Who & Why

Who can treat my eye problem?
The Ontario Government approved a regulation on April 6, 2011 that allows Ontario’s optometrists to start prescribing medications for their patients. Optometrists will now be able to prescribe treatments for conditions ranging from routine bacterial eye infections to more serious diseases including glaucoma. The most common acute eye problem is a red eye, most of the time this is an inflammatory condition and not infectious. Optometrists have the equipment required to determine the cause, and can now prescribe the proper treatment. This decision by the Ontario government will alleviate
wait times in emergency rooms and walk-in clinics for patients with eye-related problems resulting in better healthcare and reducing costs for taxpayers. While Ontario is one of the last provinces to en-act this regulation, the new regulation has the widest scope in Canada and brings about the most benefits to patients. Optometrist are eye doctors who are university educated, completing a four year eye professional doctorate degree program and clinically trained to diagnose and treat disorders of the eye and visual system.
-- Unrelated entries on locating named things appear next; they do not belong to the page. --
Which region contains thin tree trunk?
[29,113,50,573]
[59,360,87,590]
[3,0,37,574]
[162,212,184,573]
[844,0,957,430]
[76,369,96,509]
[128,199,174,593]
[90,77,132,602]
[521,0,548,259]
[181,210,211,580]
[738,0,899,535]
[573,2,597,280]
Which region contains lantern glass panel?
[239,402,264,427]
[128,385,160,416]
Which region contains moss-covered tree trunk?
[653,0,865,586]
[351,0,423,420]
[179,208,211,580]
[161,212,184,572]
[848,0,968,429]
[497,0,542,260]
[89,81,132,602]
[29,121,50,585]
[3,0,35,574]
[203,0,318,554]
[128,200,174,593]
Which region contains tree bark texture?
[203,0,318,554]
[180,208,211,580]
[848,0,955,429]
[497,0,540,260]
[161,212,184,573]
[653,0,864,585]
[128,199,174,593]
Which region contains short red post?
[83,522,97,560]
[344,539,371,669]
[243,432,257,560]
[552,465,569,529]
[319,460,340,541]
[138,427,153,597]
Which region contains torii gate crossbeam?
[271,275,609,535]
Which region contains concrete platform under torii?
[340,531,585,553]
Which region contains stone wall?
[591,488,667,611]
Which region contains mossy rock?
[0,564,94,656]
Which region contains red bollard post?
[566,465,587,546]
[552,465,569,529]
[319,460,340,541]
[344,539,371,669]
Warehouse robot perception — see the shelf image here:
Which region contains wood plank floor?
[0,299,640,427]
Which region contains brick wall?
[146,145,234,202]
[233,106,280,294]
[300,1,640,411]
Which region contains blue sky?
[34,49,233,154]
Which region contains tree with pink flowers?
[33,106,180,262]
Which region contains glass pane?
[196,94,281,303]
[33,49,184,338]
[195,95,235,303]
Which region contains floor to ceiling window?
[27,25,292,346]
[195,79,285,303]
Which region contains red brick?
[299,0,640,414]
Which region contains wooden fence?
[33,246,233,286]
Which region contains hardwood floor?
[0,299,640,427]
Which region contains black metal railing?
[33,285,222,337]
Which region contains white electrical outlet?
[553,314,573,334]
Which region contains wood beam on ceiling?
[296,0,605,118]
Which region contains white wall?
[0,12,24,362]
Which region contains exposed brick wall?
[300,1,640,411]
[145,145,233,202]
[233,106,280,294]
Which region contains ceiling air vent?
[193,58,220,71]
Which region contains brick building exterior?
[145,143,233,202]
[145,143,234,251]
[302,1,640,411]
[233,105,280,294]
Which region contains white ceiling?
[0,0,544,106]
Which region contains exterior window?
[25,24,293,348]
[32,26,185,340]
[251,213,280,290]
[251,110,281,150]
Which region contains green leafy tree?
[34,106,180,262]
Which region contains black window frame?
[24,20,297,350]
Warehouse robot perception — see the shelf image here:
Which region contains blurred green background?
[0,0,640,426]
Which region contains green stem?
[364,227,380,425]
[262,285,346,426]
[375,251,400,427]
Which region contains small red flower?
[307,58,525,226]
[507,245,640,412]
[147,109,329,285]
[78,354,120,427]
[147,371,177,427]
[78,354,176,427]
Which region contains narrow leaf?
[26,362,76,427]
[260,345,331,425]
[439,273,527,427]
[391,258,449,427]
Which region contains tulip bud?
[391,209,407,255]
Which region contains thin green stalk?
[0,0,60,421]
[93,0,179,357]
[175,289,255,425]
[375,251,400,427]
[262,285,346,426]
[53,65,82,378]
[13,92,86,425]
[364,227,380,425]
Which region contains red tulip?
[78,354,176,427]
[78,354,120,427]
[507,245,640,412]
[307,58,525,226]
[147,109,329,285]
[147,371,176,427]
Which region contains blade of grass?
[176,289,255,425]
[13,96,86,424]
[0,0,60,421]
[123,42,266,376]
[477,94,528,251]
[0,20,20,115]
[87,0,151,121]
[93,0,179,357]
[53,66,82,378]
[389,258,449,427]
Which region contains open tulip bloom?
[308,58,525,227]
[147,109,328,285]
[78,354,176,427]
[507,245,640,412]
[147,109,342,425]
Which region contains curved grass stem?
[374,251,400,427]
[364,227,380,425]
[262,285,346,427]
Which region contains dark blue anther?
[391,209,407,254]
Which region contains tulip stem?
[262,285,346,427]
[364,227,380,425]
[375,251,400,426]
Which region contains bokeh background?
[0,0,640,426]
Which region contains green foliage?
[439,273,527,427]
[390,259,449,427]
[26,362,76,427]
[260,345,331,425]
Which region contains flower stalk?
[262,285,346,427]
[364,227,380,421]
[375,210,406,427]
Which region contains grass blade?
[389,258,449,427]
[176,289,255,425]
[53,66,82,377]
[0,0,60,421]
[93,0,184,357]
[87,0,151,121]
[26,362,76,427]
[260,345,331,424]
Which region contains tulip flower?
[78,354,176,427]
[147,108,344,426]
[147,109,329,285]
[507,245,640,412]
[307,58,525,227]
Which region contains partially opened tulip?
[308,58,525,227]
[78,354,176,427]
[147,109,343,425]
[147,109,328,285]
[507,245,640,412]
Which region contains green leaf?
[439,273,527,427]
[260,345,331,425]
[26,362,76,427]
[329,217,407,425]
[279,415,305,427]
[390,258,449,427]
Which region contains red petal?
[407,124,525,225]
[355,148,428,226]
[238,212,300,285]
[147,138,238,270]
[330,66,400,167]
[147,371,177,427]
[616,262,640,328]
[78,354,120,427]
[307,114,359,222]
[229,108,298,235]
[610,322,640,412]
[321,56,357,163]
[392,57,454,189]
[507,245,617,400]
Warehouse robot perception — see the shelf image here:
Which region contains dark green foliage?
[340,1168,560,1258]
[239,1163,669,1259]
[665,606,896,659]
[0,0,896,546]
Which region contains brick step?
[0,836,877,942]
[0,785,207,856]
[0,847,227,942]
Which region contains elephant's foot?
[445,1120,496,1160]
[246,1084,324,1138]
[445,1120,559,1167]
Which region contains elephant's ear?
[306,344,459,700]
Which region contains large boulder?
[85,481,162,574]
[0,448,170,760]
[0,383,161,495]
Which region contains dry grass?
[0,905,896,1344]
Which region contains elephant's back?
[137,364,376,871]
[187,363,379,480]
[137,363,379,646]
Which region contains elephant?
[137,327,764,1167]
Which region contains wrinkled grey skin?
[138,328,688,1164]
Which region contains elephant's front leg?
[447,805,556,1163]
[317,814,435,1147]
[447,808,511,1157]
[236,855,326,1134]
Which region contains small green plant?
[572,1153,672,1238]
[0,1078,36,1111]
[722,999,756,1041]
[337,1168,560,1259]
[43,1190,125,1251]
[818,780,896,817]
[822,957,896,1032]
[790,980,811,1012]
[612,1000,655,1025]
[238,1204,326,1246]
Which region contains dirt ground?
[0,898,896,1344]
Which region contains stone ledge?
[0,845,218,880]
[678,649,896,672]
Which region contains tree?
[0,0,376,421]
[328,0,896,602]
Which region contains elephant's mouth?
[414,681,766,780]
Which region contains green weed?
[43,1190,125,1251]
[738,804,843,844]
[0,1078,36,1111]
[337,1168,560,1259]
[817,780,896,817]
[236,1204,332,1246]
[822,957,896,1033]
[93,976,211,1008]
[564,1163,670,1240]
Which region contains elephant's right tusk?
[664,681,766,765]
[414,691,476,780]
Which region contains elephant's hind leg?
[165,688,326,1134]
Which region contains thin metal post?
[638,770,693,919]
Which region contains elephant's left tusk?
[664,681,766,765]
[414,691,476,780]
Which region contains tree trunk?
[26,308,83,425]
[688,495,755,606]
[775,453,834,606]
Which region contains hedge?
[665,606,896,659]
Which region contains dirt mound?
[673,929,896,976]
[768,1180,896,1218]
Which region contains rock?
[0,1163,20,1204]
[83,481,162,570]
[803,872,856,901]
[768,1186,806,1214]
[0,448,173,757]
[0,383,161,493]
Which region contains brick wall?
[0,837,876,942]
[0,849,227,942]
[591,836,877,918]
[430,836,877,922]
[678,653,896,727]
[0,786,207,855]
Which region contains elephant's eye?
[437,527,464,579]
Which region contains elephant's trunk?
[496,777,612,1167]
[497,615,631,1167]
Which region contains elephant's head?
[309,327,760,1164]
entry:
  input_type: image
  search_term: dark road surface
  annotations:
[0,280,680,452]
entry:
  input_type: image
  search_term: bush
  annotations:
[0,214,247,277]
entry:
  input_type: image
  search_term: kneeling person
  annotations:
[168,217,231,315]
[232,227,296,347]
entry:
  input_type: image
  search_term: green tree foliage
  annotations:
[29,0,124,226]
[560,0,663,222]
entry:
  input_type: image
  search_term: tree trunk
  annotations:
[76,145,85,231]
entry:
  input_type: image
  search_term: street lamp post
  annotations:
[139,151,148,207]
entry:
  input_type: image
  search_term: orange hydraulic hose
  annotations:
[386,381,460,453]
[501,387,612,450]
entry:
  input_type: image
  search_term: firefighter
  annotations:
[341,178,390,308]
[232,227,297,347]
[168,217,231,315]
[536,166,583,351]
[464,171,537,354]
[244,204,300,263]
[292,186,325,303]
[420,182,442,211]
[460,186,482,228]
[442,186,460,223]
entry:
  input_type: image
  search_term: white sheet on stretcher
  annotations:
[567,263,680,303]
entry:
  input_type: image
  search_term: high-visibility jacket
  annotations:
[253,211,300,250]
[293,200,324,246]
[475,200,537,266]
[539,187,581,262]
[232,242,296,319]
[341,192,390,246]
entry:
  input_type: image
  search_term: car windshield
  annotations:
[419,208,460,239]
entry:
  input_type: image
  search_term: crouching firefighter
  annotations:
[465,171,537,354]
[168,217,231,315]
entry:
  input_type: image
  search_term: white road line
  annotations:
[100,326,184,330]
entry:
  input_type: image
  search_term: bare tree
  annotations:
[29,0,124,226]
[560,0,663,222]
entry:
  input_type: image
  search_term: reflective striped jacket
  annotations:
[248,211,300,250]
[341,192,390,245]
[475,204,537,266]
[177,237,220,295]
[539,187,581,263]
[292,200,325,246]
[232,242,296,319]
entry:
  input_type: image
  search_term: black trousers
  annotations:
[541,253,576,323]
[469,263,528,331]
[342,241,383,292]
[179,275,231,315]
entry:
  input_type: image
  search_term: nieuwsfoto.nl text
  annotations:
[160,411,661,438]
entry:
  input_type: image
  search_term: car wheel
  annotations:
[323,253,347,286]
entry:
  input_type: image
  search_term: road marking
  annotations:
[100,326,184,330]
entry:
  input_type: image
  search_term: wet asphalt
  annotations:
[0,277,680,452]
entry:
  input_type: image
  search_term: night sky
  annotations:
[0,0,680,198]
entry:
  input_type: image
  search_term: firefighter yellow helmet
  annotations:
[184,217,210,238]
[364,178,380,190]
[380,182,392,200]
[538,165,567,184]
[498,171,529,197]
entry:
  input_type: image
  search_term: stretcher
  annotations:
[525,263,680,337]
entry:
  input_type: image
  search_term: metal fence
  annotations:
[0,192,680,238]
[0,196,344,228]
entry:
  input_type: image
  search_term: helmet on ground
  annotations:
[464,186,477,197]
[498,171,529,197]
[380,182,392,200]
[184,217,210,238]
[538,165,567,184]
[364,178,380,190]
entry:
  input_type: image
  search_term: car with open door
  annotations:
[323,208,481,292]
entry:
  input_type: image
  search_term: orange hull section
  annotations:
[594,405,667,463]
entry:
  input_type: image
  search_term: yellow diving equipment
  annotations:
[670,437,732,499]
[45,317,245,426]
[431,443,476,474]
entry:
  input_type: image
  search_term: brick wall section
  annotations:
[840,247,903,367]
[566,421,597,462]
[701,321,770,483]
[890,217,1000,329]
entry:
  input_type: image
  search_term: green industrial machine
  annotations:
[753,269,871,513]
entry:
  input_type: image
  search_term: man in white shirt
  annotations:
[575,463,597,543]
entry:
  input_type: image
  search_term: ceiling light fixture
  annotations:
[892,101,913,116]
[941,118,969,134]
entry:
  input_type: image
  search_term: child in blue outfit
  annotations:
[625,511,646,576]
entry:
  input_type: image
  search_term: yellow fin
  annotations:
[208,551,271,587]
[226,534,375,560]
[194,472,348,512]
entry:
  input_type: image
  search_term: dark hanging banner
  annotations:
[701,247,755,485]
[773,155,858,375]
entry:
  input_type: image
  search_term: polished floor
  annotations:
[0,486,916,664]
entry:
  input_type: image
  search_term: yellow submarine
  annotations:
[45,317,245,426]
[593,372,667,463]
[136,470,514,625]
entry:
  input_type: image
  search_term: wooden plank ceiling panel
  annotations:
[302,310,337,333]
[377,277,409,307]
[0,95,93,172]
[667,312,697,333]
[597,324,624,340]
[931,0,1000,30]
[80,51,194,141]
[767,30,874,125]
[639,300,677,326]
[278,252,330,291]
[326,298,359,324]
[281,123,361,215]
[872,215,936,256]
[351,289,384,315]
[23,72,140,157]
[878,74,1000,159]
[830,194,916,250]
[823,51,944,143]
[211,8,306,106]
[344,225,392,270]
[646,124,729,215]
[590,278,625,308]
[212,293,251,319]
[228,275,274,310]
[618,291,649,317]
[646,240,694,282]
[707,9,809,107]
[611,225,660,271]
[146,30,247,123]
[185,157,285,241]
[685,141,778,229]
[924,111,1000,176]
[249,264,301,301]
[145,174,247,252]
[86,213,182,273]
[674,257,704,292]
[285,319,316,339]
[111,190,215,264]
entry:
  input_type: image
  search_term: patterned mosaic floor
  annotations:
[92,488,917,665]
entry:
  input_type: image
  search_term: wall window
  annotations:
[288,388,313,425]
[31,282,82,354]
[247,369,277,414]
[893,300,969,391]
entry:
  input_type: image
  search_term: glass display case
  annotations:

Why are my eyes watering or feeling gritty?
Dry eye is one of the most common eye conditions we encounter in daily practice. Your tears are a crucial part of clear comfortable vision. Without a smooth healthy tear film on the surface of the eye, the world you see can be very blurry. Surprisingly, one of the most common symptoms of a dry eye is a watery eye. This excessive tearing is often in response to irritation or even inflammation on the front surface of the eye. This excess watering however does not help with the dryness. It can actually make it worse – similar to how your skin wrinkles or dries out if in a bathtub for too long. Dry eye can make routine tasks such as reading, working on the computer or driving more frustrating and even uncomfortable. If left untreated, it can lead to pain, ulcers, or even scars on the front surface of the eye. Other common symptoms are a burning gritty sensation, stringy discharge, blurred vision, contact lens intolerance or redness. Dry eye can be caused by age, certain medications, hormonal changes, medical conditions (diabetes, Sjogren’s), environmental factors and even incomplete blinking. If you feel you are suffering from some of these symptoms, give our office a call for an assessment and we’d be happy recommend a treatment plan.

Why is it becoming harder to read?
Presbyopia is the loss of ability to focus that comes with getting older, and everyone must tolerate it eventually. Most people are between the ages of 40 and 50 when they first become aware that they are losing the ability to see near objects or reading material close to their eyes. They have to hold the newspaper farther from their eyes to see it clearly. At the same time, their focus for distant objects remains normal. In the early stages of presbyopia, your eyes may become strained after a long period of close work, or eventually blur. You may have difficulty shifting your focus from near to far - when you look up from reading, your distance vision may stay blurred for several seconds or even minutes before it clears. These symptoms worsen later in the day, when you are tired. Presbyopia is caused by the lens within the eye losing its flexibility, which decreases the eye’s ability to change focus between close-up and faraway objects. Whenever the time comes that your eyes can no longer generate enough extra optical power to focus up close, you will need help in the form of glasses or contact lenses. People sometimes notice that their presbyopia gets “worse” after they start wearing reading glasses. The fact is, presbyopia will “worsen” whether you wear glasses or not, and putting off the use of corrective lenses will not slow down the presbyopia. Whether you are nearsighted, farsighted, astigmatic, or have perfect vision without glasses,you will still become presbyopic by middle age.

Why is my eyelid droopy?
Ptosis - an upper eyelid that droops - is an annoying condition that can affect one or both lids. It is usually not serious unless the eyelids are drooping so much that they are interfering with vision. Ptosis is caused by any number of conditions that affect the muscle (levator) that holds the upper eyelid in proper position and moves it up and down. Most cases of ptosis in an adult comes on gradually during the later years of life, as part of the normal aging process. Newborns and infants can also appear to have a droopy eyelid. Less common causes include injury, previous eye surgery, and neurological and muscular problems. The levator muscle itself or its nerve supply can be involved in a systemic condition, such as diabetes. It is important in all of these scenarios to see your optometrist to determine the proper course of action. If the ptosis is not bothering your vision, and you are not concerned with its appearance, your optometrist may not recommend doing anything. If further testing or surgery is required, your optometrist will be able to make these arrangements .Make sure to contact your eye doctor if you have any questions regarding this condition.